No me mires así. Cuando nos conocimos, ambos sabíamos lo que no queríamos. Yo te dije que no sabía enamorarme, que no lo había hecho nunca y que no me veía capaz de hacerlo, tú, por el contrario, lo habías hecho tantas veces que creías haber agotado esa capacidad. Estábamos de acuerdo, enamorarse no era necesario, era algo que debíamos evitar, lo único que podía traer era problemas.
Sin embargo, las cosas no se planean, las cosas suceden y cuanto más se lucha por evitarlas, antes ocurren. ¿Por qué me miras de ese modo? Sabes que es cierto. Cuando empezamos a conocernos, nos movía la curiosidad hacia lo desconocido, ocurría lo mismo que cuando a un niño pequeño le ponen por delante un nuevo juguete; está deseando tocarlo, cogerlo, usarlo, hacerlo suyo…el final suele ser siempre el mismo: el juguete queda en una esquina de la habitación, bajo otro montón de juguetes que corrieron la misma suerte. Pero tú nunca me harías eso ¿verdad?.

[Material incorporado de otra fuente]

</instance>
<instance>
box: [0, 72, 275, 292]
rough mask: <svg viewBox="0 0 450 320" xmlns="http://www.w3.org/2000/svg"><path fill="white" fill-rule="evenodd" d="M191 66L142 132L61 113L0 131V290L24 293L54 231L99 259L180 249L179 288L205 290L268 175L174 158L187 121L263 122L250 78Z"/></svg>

Coincidíamos en que lo más importante era hablar claro, decir cada cosa en su momento para evitar malentendidos. Sabes que tengo una pequeña tendencia a enfadarme por nimiedades, pero eso te hacía gracia, te reías muchísimo por las vueltas que podía llegar a darle a algo en apariencia sencillo y yo, cuando veía cómo había llegado a ponerme por algo tan necio, me sentía estúpida y feliz al mismo tiempo, feliz porque tú en tu aparente no enamoramiento, aceptabas que eso era parte de mí, de mi carácter.
Borra esa mirada de tu cara, si te duele lo que te digo, vas a tener que seguir escuchándome. Yo no quería quererte, eras tan diferente a mí que el comprenderte me dolía a veces, pero como es bien sabido, los polos opuestos se atraen, tu seguridad me atraía y tu crueldad irónica también.

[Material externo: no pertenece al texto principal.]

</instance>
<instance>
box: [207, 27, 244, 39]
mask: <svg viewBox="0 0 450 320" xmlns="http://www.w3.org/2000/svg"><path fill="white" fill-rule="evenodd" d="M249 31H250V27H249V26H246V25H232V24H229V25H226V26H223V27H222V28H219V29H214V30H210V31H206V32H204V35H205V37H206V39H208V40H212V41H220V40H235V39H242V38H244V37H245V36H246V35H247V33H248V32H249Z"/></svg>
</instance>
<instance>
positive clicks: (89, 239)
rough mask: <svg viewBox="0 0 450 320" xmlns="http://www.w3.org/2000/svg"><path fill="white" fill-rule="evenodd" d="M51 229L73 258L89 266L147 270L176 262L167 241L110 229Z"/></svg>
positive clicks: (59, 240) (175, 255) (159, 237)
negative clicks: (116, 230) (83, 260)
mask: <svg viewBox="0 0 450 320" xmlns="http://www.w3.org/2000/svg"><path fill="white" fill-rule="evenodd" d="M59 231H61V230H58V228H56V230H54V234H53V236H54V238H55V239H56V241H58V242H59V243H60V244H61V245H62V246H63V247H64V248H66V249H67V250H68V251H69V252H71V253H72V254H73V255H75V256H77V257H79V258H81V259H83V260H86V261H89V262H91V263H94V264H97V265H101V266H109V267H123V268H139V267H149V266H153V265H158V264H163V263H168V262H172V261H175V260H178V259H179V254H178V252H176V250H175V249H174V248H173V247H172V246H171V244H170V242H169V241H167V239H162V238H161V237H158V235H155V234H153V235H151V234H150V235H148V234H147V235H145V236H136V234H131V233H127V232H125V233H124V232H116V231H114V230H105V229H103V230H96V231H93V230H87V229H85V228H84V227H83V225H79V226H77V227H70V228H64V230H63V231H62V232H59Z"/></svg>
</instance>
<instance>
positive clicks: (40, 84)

El día en que me di cuenta de que el primer atisbo de celos aparecía en mí, 1º me eché a reír por lo absurdo de la situación, yo, que siempre fui muy independiente y libre, que siempre creí en la máxima de que lo tuyo has de dejarlo volar porque si te pertenece, volverá a ti ¡estaba celosa!. Luego, lloré, lloré en silencio, lloré como llora quien es consciente de que ciertos cambios se están operando de forma descontrolada en sí.
Tú y esa mirada; fue la misma mirada que pusiste el día en que venciendo todos mis miedos infantiles y mi miedo al compromiso te declaré todo lo que sentía, abierta e inocentemente. Yo no te pedía nada a cambio, jamás fui capaz de hacerlo, ni tan siquiera con mis amigos; la gente da porque le sale, la gente da o así debiera ser, porque lo siente, en el momento en el que esto se convierte en una obligación, se rompe la pureza del dar en sí: dar por el mero hecho de ser ésta la culminación de un limpio sentimiento.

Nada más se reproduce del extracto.